Denver Art Museum
March 29, 2009
The Denver Art Museum is delighted to present an exhibition of contemporary drawings acquired over the last two years through the generosity of the Eleanor and Henry Hitchcock Foundation. This collaboration supports the Modern and Contemporary Department’s initiative to develop and enhance a drawing collection that surveys the wide-ranging techniques of a diverse group of artists. This first selection provides an opportunity to study new explorations in this traditional medium by artists including Peter Saul, Alexander Ross, James Drake, Rebecca Horn, Barry Le Va, Joe Zucker and Steve DiBenedetto.
For five decades, Peter Saul has created cartoon-inspired images that parody contemporary society and politics. Using color and imagery, Saul tests the boundaries of the politically correct and exaggerates the psychological fears and implications of a situation, as shown in his 2002 work, Mom & Dad. His often
repulsive images elicit uneasy reactions. Viewers often find Saul’s works hard to forget—the brash cartoon colors accentuate uncomfortable truths.
With an appetite for creating large black and white drawings that enhance the drama of a situation, James Drake probes various social, political, and universal themes. A Lizard with Some Flowers, of a series of drawings depicting opulent rooms with overlays of reptiles, has a ghostly quality that weirdly connects the planet’s early creatures with life as it has evolved. The Lizard is created by erasing bits of the room.
In 1968, Barry Le Va made a splash when, less than two years out of art school, he landed the cover of Artforum. Primarily known for his sculptural work, Le Va often makes drawings that resemble architectural or technical diagrams, such as his Sculptured Activities, inviting the viewer to move through the work and to notice a certain rhythm and conversation among the shapes.
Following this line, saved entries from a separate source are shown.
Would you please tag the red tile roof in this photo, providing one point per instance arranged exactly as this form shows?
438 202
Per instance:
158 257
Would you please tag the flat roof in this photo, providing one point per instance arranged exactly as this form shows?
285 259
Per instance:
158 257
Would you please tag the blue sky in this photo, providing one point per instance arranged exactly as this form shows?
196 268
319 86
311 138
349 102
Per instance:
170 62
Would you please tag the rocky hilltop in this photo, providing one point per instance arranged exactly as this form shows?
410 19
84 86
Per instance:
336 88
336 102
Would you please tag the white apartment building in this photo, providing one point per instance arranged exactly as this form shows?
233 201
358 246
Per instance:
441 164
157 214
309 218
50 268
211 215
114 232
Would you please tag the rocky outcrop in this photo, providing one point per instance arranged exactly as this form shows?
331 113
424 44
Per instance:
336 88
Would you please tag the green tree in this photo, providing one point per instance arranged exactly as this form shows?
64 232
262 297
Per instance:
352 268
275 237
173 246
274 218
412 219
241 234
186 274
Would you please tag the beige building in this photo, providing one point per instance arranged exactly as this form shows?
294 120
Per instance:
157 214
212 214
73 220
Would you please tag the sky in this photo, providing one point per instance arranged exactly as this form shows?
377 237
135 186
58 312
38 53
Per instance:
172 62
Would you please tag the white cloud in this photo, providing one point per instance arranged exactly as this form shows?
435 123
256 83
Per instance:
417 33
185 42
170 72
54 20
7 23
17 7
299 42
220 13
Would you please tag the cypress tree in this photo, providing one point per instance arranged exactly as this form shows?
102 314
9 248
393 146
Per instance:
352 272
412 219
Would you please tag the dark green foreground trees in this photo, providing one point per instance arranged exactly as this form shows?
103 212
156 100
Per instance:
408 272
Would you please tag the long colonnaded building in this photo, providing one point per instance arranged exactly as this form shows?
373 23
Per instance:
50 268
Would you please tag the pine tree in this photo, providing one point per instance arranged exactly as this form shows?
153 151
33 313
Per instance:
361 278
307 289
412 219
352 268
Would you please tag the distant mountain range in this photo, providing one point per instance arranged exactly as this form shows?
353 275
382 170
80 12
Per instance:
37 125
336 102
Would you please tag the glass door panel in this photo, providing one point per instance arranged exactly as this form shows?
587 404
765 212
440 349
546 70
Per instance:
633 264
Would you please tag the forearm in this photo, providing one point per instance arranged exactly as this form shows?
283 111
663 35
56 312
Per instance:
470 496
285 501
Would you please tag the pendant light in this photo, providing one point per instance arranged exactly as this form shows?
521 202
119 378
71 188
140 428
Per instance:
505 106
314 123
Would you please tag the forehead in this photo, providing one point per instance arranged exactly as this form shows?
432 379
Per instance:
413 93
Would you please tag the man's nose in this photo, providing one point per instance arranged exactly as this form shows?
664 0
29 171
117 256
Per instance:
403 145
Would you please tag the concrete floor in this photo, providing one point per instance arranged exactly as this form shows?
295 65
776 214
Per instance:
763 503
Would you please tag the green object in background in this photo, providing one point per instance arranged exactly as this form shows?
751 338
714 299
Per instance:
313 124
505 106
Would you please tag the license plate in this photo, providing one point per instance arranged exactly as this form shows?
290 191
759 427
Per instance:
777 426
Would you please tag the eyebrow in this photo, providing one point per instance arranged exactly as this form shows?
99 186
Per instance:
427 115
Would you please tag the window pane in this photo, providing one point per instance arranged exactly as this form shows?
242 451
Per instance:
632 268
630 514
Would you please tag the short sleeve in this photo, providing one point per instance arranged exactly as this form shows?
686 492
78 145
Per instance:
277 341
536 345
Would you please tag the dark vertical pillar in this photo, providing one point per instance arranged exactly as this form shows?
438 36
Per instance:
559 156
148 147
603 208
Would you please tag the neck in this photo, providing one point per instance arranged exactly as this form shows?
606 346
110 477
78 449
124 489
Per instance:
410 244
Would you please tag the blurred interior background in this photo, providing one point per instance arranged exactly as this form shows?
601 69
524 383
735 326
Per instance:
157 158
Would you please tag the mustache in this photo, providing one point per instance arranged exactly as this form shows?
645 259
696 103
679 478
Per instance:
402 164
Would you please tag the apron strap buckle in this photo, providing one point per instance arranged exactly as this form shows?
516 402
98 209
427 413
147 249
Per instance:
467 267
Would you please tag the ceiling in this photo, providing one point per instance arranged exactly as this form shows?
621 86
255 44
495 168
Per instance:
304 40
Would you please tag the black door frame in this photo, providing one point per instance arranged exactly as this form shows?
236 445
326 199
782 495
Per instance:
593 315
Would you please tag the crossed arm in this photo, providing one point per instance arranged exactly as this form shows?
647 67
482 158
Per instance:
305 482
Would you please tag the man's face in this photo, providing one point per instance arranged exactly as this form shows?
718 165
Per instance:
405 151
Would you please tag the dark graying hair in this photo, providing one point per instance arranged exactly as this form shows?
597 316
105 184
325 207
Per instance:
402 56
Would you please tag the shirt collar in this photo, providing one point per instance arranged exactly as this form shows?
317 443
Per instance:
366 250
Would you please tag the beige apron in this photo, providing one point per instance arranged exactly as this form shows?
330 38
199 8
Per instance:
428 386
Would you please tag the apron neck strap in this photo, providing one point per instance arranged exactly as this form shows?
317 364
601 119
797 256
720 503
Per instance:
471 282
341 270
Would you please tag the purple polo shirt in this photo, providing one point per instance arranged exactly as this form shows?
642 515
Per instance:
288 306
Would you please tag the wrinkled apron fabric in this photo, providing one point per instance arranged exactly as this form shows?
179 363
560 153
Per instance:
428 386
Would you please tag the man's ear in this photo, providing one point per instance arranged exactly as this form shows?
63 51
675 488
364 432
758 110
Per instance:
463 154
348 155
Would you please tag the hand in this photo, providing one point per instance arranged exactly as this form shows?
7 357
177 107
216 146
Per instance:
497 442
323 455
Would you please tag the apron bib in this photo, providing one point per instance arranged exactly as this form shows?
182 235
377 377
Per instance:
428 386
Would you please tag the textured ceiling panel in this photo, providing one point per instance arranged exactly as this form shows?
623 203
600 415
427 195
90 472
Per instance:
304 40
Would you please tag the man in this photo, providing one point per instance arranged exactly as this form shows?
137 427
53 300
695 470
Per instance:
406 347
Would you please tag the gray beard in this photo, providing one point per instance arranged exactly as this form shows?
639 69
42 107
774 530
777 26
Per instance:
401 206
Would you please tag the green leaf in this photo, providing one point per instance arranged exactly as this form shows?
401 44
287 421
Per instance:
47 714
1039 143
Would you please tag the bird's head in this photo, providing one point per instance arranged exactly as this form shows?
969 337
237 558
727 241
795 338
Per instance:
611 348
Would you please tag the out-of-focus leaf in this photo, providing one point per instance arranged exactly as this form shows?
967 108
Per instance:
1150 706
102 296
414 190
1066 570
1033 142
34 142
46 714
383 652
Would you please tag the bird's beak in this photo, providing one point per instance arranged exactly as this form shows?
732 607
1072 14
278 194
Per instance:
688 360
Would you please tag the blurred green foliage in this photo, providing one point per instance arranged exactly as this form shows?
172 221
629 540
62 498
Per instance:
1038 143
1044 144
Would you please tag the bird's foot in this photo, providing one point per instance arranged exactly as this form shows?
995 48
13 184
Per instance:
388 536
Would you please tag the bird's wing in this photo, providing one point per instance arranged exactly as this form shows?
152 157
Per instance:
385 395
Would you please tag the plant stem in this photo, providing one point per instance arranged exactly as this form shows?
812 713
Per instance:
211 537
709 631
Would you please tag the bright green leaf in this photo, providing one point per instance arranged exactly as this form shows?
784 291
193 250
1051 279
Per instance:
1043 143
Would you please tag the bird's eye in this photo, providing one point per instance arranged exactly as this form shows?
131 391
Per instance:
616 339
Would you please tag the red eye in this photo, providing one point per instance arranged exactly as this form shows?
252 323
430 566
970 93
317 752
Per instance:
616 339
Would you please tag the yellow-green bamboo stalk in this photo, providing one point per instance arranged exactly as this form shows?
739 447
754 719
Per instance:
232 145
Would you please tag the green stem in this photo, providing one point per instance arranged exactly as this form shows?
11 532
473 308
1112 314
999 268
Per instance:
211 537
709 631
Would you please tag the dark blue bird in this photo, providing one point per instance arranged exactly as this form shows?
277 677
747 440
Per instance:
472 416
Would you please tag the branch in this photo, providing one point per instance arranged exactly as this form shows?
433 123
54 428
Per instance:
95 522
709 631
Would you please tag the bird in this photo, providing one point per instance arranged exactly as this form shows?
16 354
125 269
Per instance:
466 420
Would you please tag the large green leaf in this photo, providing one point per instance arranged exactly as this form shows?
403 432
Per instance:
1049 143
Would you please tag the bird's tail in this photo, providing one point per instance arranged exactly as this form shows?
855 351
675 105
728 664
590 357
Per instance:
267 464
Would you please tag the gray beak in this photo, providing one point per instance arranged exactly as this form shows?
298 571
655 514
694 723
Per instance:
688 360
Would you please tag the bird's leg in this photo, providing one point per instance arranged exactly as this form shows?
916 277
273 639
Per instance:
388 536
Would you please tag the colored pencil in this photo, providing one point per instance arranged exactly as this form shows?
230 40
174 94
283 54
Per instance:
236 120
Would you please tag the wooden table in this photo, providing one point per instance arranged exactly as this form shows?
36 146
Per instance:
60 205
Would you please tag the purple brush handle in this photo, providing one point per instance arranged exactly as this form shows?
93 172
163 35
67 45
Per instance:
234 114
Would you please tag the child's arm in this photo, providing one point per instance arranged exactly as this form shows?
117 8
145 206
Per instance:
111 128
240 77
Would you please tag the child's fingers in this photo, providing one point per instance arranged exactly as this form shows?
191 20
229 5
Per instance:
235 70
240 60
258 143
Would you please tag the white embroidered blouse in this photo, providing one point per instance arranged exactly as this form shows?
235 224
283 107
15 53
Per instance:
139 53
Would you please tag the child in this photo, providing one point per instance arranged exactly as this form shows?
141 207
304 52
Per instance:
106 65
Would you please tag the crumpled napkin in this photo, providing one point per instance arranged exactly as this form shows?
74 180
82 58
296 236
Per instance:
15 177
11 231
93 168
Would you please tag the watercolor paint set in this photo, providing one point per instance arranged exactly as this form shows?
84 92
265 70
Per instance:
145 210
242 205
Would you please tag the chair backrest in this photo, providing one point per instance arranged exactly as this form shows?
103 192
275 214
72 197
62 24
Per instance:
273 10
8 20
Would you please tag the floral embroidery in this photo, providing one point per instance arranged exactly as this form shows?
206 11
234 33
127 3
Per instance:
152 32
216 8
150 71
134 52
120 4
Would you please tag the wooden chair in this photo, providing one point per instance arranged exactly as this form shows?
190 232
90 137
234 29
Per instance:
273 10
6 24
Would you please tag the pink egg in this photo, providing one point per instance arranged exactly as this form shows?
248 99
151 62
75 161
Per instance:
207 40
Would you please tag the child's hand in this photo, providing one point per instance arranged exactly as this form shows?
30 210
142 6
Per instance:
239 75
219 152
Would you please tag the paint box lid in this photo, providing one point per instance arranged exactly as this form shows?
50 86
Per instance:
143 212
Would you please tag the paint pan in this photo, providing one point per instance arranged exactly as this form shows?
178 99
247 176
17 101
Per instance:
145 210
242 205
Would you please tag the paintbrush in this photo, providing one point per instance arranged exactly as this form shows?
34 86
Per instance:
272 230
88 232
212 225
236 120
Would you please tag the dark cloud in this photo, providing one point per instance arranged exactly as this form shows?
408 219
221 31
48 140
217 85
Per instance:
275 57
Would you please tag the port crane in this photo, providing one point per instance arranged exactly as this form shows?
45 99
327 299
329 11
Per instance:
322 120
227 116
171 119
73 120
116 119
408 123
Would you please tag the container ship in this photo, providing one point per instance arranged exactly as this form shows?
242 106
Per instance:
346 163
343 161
Octopi and helicopters are recurring images in Steve DiBenedetto’s beautiful yet disturbing worlds. Elements sometimes appear to be locked in deadly struggles.
Rich gemlike tones are frequently layered in his work to create luminous colors and textured surfaces. In contrast, his work Reorientation II demonstrates how lack of color can heighten the drama. Though sometimes characterized as representations of the psychedelic, DiBenedetto’s works are concerned with ideas
of change, destruction, and human consciousness.
Drawings, Anyone? Recent Acquisitions from the Eleanor and Henry Hitchcock Foundation is on view in the works-on-paper gallery on the third level of the Denver Art Museum’s Hamilton Building through fall 2009. The
exhibition is included in general museum admission.